Determination of the rate of flow of fluids is especially important in aviation. Air speed and Mach number (the ratio of airspeed to the speed of sound at flight level) are useful not only for navigational purposes and flight control, but also for engine operation. Modern high performance aircraft, for example, use local measurements of the Mach number of gases flowing through engine ducts to control the setting of engine performance parameters.
Conventional determination of compressible flow Mach number is based on a known relationship between Mach number and measured fluid impact and static pressures. The static or nonmoving ambient pressure of the fluid can be measured directly by a pressure sensor sheltered from the velocity head, such as by a closed-ended tube having circumferential perforations at right angles to the flow. The impact pressure or differential pressure exerted due to the relative movement between the fluid and an object is generally derived from a measurement of total pressure, which is the sum of impact pressure and static pressure. Total pressure is typically measured using a pitot tube that has an open end which is pointed directly into the flow. An example of a system using pitot-static tube measurements to determine the Mach number of gases flowing through a duct of an aircraft engine is given in Plett et al U.S. Pat. No. 3,717,038.
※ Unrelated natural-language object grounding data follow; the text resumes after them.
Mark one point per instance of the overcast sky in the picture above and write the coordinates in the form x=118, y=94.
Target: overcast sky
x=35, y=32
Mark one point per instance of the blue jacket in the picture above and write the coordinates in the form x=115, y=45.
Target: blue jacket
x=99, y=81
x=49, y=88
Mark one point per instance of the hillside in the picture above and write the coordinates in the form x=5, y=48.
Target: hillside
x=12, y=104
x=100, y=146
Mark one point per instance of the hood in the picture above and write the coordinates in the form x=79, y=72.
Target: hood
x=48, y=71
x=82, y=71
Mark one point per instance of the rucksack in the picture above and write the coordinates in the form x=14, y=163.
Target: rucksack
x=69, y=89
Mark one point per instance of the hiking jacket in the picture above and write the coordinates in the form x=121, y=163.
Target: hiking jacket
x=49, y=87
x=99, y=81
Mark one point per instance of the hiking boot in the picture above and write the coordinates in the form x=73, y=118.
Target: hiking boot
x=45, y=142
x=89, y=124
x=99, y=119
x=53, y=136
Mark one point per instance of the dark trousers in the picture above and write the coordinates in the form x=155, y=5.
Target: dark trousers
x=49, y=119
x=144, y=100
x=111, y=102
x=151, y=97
A system has been proposed, as shown in Hall U.S. Pat. No. 3,039,305, for acoustically determining aircraft Mach number by means of an open-ended tuned tube with a sound source positioned at one end and with the other end open and facing upstream against the moving airstream. Sound wave emission out of the tube is suppressed by the airstream flow which acts as a barrier or acoustical impedance to reflect the sound waves back into the tube. The acoustical impedance increases with increasing speed of airflow and loads the sound source to decrease the average sound power radiated per cycle. Mach number can then be determined from previously derived relationship between the power emitted and the Mach number of the air stream flowing into the tube.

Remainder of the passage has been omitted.